The relief will be palpable for Joshua as he enters the ring, even though circumstances won’t be quite what he’s used to, with only a severely reduced crowd allowed inside the SSE Arena, Wembley. And while the spotlight will be firmly fixed on the British boxer, his opponent will be heading to London as a man on a mission, to usurp the multiple heavyweight champion.
Amid the clamour of Joshua’s return, and the joy of returning to competitive action, he must take care not to underestimate the threat posed by his Bulgarian opponent. Pulev is about as fearsome a heavyweight fighter as they come, and while he is a couple of inches shorter than AJ, the sheer brutish density of his physique is enough to pose a threat to any boxer, even a champion such as Joshua.

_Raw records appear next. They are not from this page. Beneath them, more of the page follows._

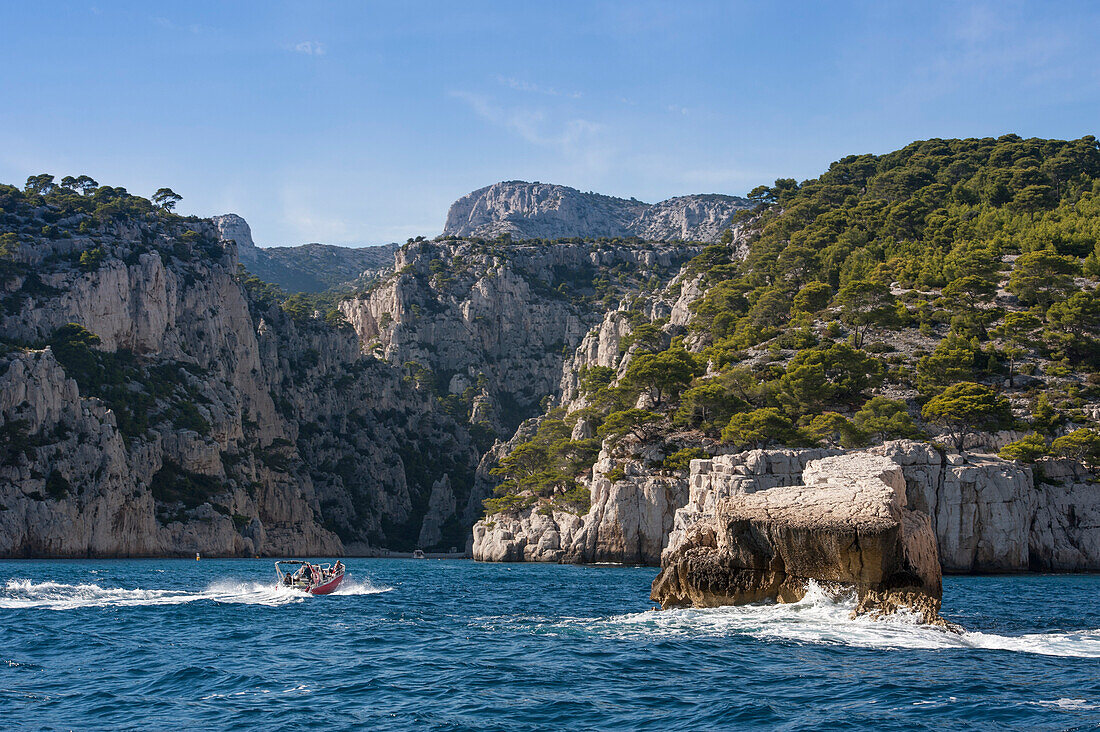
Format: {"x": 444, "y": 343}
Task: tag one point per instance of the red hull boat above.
{"x": 315, "y": 579}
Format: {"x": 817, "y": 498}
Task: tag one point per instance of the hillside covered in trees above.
{"x": 944, "y": 292}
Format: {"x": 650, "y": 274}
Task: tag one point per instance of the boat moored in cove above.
{"x": 316, "y": 579}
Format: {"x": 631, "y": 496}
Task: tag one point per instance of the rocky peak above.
{"x": 232, "y": 227}
{"x": 540, "y": 210}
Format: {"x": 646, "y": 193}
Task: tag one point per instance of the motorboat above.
{"x": 315, "y": 579}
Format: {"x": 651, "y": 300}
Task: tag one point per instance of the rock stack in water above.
{"x": 846, "y": 526}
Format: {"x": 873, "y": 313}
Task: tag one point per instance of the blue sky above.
{"x": 360, "y": 122}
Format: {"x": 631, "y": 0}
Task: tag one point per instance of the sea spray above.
{"x": 822, "y": 616}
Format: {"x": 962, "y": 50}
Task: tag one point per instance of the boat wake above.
{"x": 24, "y": 593}
{"x": 817, "y": 619}
{"x": 362, "y": 587}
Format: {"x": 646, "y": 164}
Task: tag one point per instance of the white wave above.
{"x": 1070, "y": 705}
{"x": 19, "y": 593}
{"x": 825, "y": 620}
{"x": 56, "y": 596}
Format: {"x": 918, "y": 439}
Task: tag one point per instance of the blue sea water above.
{"x": 458, "y": 645}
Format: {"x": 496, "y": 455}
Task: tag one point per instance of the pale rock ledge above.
{"x": 847, "y": 525}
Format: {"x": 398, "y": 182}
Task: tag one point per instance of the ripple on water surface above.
{"x": 462, "y": 645}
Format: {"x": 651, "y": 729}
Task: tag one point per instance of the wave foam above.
{"x": 23, "y": 593}
{"x": 361, "y": 587}
{"x": 821, "y": 619}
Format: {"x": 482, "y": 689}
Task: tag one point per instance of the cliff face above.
{"x": 847, "y": 525}
{"x": 628, "y": 522}
{"x": 493, "y": 325}
{"x": 536, "y": 210}
{"x": 308, "y": 268}
{"x": 184, "y": 414}
{"x": 986, "y": 514}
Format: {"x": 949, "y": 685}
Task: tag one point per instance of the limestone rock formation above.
{"x": 847, "y": 525}
{"x": 200, "y": 417}
{"x": 628, "y": 521}
{"x": 496, "y": 325}
{"x": 539, "y": 210}
{"x": 307, "y": 268}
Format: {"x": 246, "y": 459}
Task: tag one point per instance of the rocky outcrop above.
{"x": 538, "y": 210}
{"x": 204, "y": 418}
{"x": 628, "y": 521}
{"x": 847, "y": 525}
{"x": 496, "y": 324}
{"x": 989, "y": 515}
{"x": 308, "y": 268}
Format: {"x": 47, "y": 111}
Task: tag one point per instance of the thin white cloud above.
{"x": 520, "y": 85}
{"x": 190, "y": 28}
{"x": 310, "y": 47}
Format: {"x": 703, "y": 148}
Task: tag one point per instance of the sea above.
{"x": 422, "y": 644}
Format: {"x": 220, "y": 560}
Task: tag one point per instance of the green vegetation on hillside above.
{"x": 953, "y": 282}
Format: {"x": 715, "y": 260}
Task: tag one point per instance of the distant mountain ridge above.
{"x": 542, "y": 210}
{"x": 307, "y": 268}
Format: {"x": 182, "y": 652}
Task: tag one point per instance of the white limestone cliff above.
{"x": 538, "y": 210}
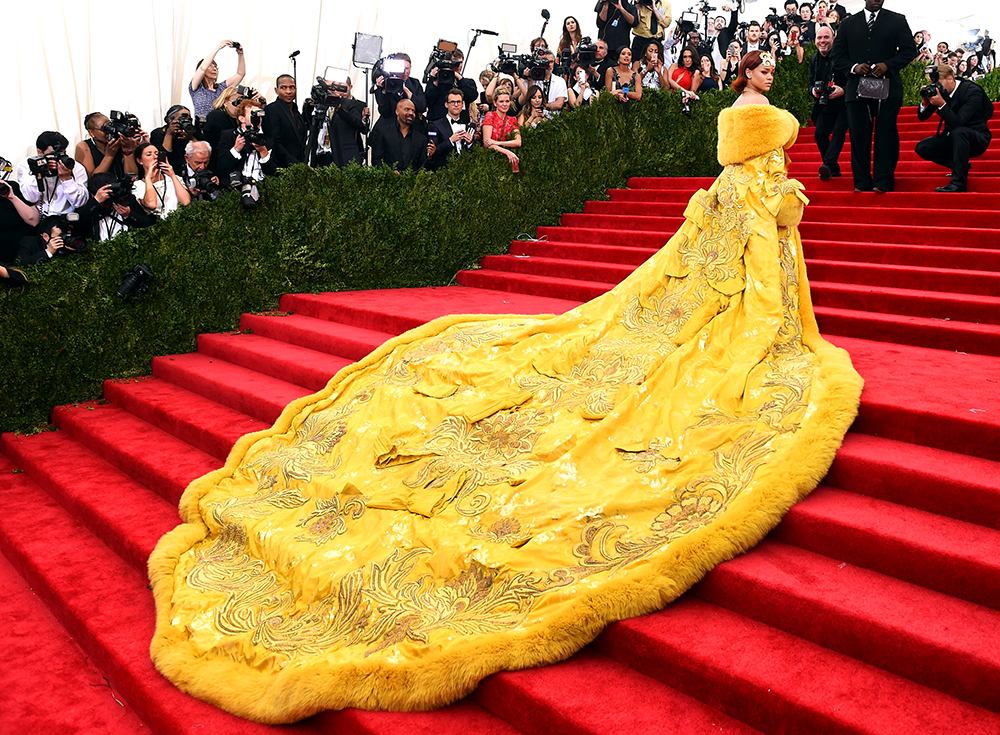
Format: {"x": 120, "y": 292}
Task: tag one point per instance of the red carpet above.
{"x": 873, "y": 608}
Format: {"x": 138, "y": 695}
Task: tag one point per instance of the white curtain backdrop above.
{"x": 71, "y": 57}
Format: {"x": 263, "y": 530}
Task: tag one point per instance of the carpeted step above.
{"x": 580, "y": 270}
{"x": 933, "y": 480}
{"x": 398, "y": 310}
{"x": 907, "y": 302}
{"x": 933, "y": 398}
{"x": 344, "y": 340}
{"x": 938, "y": 334}
{"x": 929, "y": 256}
{"x": 126, "y": 515}
{"x": 931, "y": 638}
{"x": 947, "y": 280}
{"x": 151, "y": 456}
{"x": 194, "y": 419}
{"x": 242, "y": 389}
{"x": 941, "y": 554}
{"x": 780, "y": 683}
{"x": 532, "y": 285}
{"x": 282, "y": 360}
{"x": 49, "y": 686}
{"x": 591, "y": 693}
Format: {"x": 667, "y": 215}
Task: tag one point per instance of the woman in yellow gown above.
{"x": 487, "y": 493}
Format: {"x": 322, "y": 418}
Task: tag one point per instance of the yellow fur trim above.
{"x": 752, "y": 130}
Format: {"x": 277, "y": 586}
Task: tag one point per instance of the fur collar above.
{"x": 752, "y": 130}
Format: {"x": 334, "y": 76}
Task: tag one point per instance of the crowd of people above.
{"x": 122, "y": 177}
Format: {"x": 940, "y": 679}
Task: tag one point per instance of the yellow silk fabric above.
{"x": 486, "y": 493}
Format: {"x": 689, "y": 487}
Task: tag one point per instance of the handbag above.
{"x": 873, "y": 88}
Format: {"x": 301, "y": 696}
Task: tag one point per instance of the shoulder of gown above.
{"x": 752, "y": 130}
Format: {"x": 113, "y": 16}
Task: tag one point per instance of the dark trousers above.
{"x": 864, "y": 117}
{"x": 954, "y": 149}
{"x": 831, "y": 130}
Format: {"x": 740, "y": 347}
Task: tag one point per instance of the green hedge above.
{"x": 331, "y": 229}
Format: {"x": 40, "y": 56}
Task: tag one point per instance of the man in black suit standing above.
{"x": 283, "y": 123}
{"x": 963, "y": 131}
{"x": 874, "y": 44}
{"x": 450, "y": 135}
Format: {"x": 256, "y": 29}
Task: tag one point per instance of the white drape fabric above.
{"x": 71, "y": 57}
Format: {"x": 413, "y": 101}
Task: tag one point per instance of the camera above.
{"x": 586, "y": 52}
{"x": 442, "y": 58}
{"x": 121, "y": 125}
{"x": 121, "y": 190}
{"x": 39, "y": 165}
{"x": 246, "y": 187}
{"x": 934, "y": 88}
{"x": 392, "y": 72}
{"x": 136, "y": 281}
{"x": 253, "y": 135}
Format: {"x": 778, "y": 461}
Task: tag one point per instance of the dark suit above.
{"x": 890, "y": 43}
{"x": 284, "y": 124}
{"x": 830, "y": 120}
{"x": 444, "y": 148}
{"x": 390, "y": 147}
{"x": 227, "y": 163}
{"x": 963, "y": 131}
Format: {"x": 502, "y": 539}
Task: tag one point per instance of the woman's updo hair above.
{"x": 749, "y": 62}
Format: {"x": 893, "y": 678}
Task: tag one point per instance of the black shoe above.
{"x": 954, "y": 186}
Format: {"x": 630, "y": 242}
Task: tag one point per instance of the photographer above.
{"x": 615, "y": 21}
{"x": 112, "y": 208}
{"x": 246, "y": 150}
{"x": 437, "y": 94}
{"x": 52, "y": 181}
{"x": 200, "y": 182}
{"x": 285, "y": 125}
{"x": 173, "y": 136}
{"x": 159, "y": 191}
{"x": 397, "y": 142}
{"x": 205, "y": 86}
{"x": 100, "y": 154}
{"x": 386, "y": 103}
{"x": 340, "y": 141}
{"x": 654, "y": 17}
{"x": 829, "y": 113}
{"x": 963, "y": 133}
{"x": 18, "y": 219}
{"x": 451, "y": 134}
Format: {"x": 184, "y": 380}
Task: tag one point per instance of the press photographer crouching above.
{"x": 52, "y": 181}
{"x": 829, "y": 114}
{"x": 178, "y": 129}
{"x": 245, "y": 153}
{"x": 201, "y": 183}
{"x": 963, "y": 131}
{"x": 112, "y": 207}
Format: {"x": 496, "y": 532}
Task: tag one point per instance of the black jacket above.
{"x": 285, "y": 126}
{"x": 890, "y": 43}
{"x": 968, "y": 107}
{"x": 389, "y": 147}
{"x": 437, "y": 95}
{"x": 227, "y": 163}
{"x": 821, "y": 69}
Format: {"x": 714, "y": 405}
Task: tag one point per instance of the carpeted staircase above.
{"x": 873, "y": 608}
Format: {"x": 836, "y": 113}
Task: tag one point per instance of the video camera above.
{"x": 934, "y": 88}
{"x": 392, "y": 72}
{"x": 443, "y": 59}
{"x": 121, "y": 125}
{"x": 39, "y": 165}
{"x": 253, "y": 135}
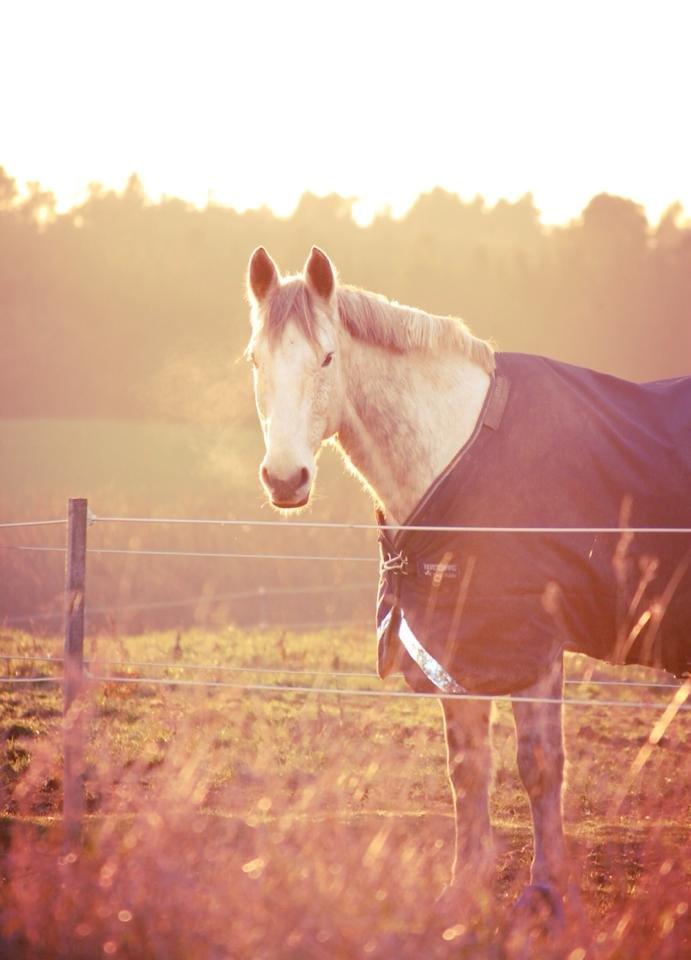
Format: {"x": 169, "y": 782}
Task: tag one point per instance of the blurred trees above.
{"x": 124, "y": 308}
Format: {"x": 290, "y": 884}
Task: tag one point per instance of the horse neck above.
{"x": 405, "y": 417}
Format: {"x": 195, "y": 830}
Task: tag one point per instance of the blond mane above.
{"x": 371, "y": 318}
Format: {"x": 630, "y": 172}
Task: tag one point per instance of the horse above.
{"x": 409, "y": 398}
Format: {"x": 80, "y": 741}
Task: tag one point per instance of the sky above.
{"x": 254, "y": 103}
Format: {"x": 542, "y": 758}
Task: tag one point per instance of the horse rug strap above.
{"x": 555, "y": 446}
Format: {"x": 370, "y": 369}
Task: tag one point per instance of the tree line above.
{"x": 126, "y": 308}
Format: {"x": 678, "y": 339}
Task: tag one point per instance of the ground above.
{"x": 224, "y": 822}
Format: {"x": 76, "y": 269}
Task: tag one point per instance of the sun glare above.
{"x": 253, "y": 106}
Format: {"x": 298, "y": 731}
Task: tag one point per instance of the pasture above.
{"x": 230, "y": 823}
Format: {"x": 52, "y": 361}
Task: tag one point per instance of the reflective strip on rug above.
{"x": 425, "y": 661}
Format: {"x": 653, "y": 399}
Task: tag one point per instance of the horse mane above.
{"x": 372, "y": 318}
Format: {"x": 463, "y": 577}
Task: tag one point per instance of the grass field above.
{"x": 228, "y": 823}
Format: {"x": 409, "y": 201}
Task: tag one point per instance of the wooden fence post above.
{"x": 73, "y": 676}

Add to that the fact that Pulev is a fighter very much in form, and you have a recipe for a possible upset. Naturally, the Briton is the firm favourite in the Joshua – Pulev odds, but the Bulgarian will be fancying his chances as he gears up to take on the Watford fighter. He has won his last eight fights since his only professional defeat to Wladimir Klitschko back in 2014. Since then, Pulev has slowly built up his status as one of the heavyweight division’s most fearsome competitors, and this next shot at winning heavyweight titles is well deserved.
Given Joshua’s difficult time of it recently, not only in losing to Ruiz in New York, but in the taxing 12-round effort it took to beat him in the rematch in Saudi Arabia, you’d expect him to be well steeled for the test Pulev represents. While defeat has no doubt placed an unwanted asterisk next to Joshua’s status as multiple heavyweight champion, the experience will stand him in good stead for future bouts, and should help him guard against complacency when Pulev steps into the ring.
Or at least, that’s what you’d expect in normal circumstances, but the nature of the upcoming December 12th event will be anything but normal. A maximum crowd of 1,000 will be granted access to the SSE Arena, which in many ways may prove stranger to Joshua, used to sell-out 90,000-strong crowds, than a behind-closed-doors bout. The tendency to lapse into the same kind of mindset as if it was an exhibition or sparring session may well affect both fighters, and it’ll be a test for both to prove that they can stand up to the strange conditions.
But then, such a unique setting for a high-profile fight will be another test of Joshua’s mettle and mentality in the way of the Ruiz defeat 18 months ago, which shook him to his core. If he can stand up to Pulev and record the victory that everyone expects, then perhaps we can safely say that AJ is back to his best, and that a future of further glory stretches out before him.